Brown was now considered a criminal in the eyes of Missouri and the U.S. government, and both offered rewards for his capture; still he was hailed in parts of the North as a liberator, and donations poured in. In early 1859 he again toured the East to raise money, and in July he rented a farm 5 miles north of Harpers Ferry, where he recruited 21 men (16 white and 5 black) for final training. He intended to seize the arsenal, distribute arms to the slaves he thought would rally to him, and set up a free state for african Americans within the South. Though Harpers Ferry was an isolated mountain town, with few slaves in the vicinity, the irrationality of his plan seemed to occur to no one.

Raid on Harpers Ferry

On the night of Oct. 16, 1859, Brown set out for Harpers Ferry with 18 men and a wagonload of supplies, leaving 3 men behind to guard the farm. After cutting the telegraph wires, Brown's party slipped into the town and easily captured the armory watchmen. Inexplicably, Brown allowed the midnight train to go through; the conductor telegraphed an alarm the next morning. Shooting broke out early on the 17th between Brown's men and local residents, while militia soon arrived from Charles Town. By nightfall Brown's band lay trapped in the armory enginehouse, all but 5 wounded, Brown's sons Oliver and Watson fatally. That night Col. Robert E. Lee and Lt. J. E. B. Stuart, commanding 90 marines, arrived from Washington. The next morning the marines stormed the enginehouse, bayoneting 2 men and slashing Brown severely with sabers. Of Brown's original party 10 died and 7 were captured; on the other side the toll was a marine and 4 civilians, one of them, ironically, a free African American killed by mistake.

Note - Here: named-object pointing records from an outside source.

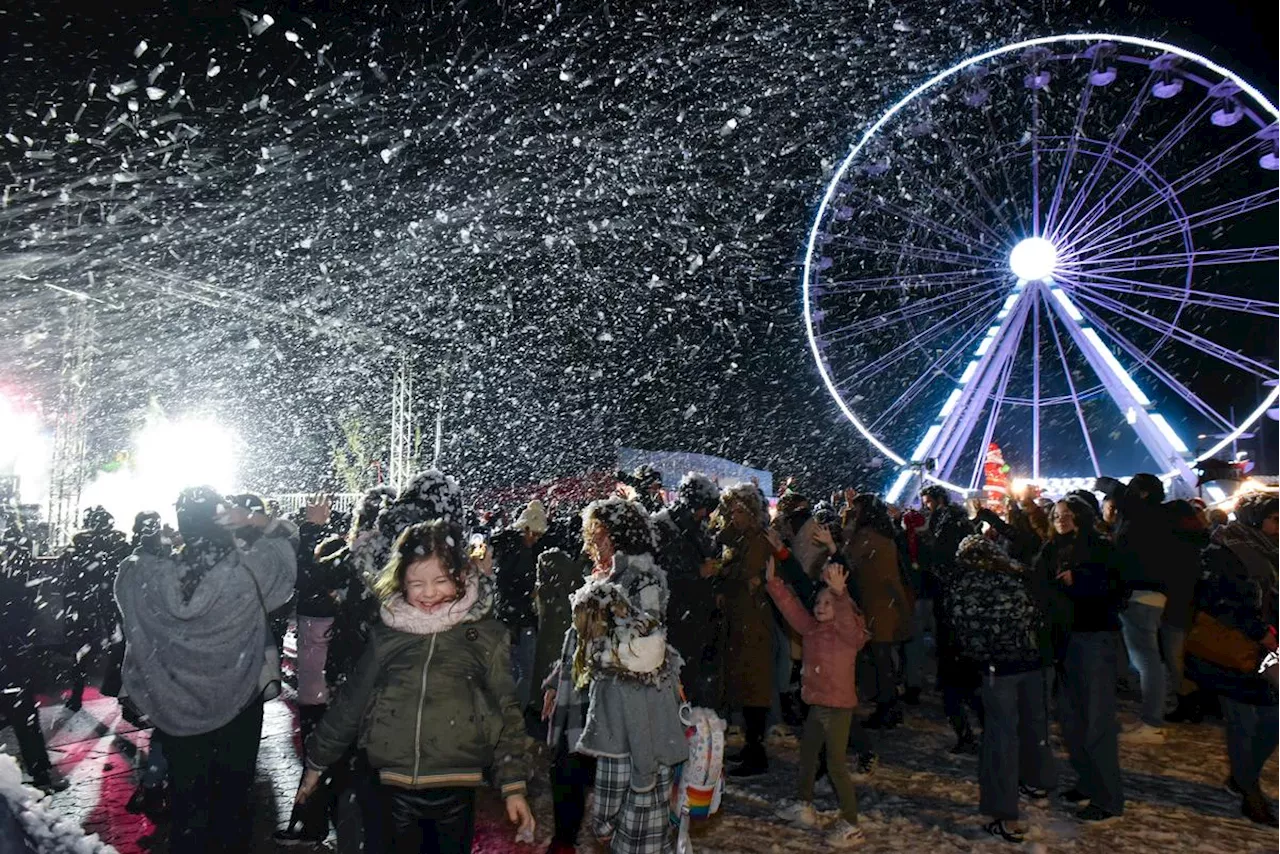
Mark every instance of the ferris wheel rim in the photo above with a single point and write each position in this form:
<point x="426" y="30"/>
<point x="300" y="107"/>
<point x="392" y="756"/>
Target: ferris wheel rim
<point x="871" y="132"/>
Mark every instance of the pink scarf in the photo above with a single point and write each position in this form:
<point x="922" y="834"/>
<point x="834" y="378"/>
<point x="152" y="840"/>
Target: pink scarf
<point x="400" y="615"/>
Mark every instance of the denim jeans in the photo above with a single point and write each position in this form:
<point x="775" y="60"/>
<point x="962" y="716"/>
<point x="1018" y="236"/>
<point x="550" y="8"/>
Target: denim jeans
<point x="1088" y="709"/>
<point x="1014" y="741"/>
<point x="1141" y="625"/>
<point x="524" y="649"/>
<point x="1252" y="735"/>
<point x="1173" y="643"/>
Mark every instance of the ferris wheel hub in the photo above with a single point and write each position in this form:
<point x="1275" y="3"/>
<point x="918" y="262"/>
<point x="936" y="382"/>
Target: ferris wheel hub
<point x="1033" y="259"/>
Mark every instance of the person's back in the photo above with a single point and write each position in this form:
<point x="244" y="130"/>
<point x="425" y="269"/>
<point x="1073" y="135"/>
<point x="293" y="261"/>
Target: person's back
<point x="195" y="647"/>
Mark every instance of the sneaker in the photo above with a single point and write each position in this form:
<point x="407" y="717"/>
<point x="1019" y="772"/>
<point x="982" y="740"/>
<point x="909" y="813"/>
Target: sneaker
<point x="1008" y="831"/>
<point x="1256" y="808"/>
<point x="297" y="835"/>
<point x="800" y="813"/>
<point x="844" y="835"/>
<point x="50" y="781"/>
<point x="1143" y="734"/>
<point x="1074" y="797"/>
<point x="1095" y="813"/>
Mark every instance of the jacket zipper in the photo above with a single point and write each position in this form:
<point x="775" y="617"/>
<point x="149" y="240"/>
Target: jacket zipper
<point x="421" y="699"/>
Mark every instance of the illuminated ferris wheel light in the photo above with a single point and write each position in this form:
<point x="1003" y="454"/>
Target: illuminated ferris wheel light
<point x="1033" y="259"/>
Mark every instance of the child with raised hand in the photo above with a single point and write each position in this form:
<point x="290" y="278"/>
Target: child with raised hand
<point x="832" y="635"/>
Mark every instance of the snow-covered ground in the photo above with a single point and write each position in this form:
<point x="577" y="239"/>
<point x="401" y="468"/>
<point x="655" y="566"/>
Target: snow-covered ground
<point x="920" y="798"/>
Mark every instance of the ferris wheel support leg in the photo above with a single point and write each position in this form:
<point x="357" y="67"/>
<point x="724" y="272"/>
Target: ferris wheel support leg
<point x="1160" y="439"/>
<point x="963" y="410"/>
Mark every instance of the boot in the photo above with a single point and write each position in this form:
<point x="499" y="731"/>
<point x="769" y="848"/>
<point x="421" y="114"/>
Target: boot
<point x="1257" y="809"/>
<point x="967" y="744"/>
<point x="886" y="716"/>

Brown was jailed at Charles Town and tried a week later, lying wounded on a stretcher, in a fair trial which some, however, felt to be unduly hasty. He put up no defense. "I believe that to have interfered as I have done," he said, "in behalf of His despised poor, I did no wrong, but right.... I am ready for my fate." The jury indicted him on three counts--treason against Virginia, conspiracy with African Americans, and first-degree murder. The court imposed the death sentence on November 2, to be executed a month later.

Beginning of a Legend

News of Brown's deed--"so surprising, so mixed, so confounding," Bronson Alcott called it--shocked the nation. Was he martyr or murderer? Many praised him (Ralph Waldo Emerson called him "that new saint who will make the gallows like a cross"), and many condemned him. Seventeen of Brown's acquaintances sent affidavits to Governor Wise of Virginia raising, on good evidence, the issue of Brown's sanity, but Wise did not act on them. Brown was hanged at Charles Town on Dec. 2, 1859, with four of his men, after handing a prophetic note to his jailer on his way to the gallows: "I John Brown am now quite certain that the crimes of this guilty land: will never be purged away; but with Blood." Mass meetings of mourning were held throughout the North, and church bells tolled at the hour of his execution. He was buried at North Elba, N.Y., and the cause of abolition had its martyr. When a penny ballad about him, set to the music of an old revival hymn and named "John Brown's Body," appeared on the streets of Boston in early 1861, he was already a legend.

Further Reading

  • The best book on Brown, well written and soundly researched, is Joseph C. Furnas, The Road to Harper's Ferry (1959). James C. Malin, John Brown and the Legend of Fifty-Six (1942), is a study of the Kansas years. David Karsner, John Brown: Terrible Saint (1934), and Oswald Garrison Villard, John Brown (1943), are good biographies. Allan Keller, Thunder at Harper's Ferry (1958), is an hour-by-hour account of the raid. One of the Massachusetts Kansas Committee leaders, Franklin B. Sanborn, published The Life and Letters of John Brown (1885; 4th ed. 1910), which is still interesting reading.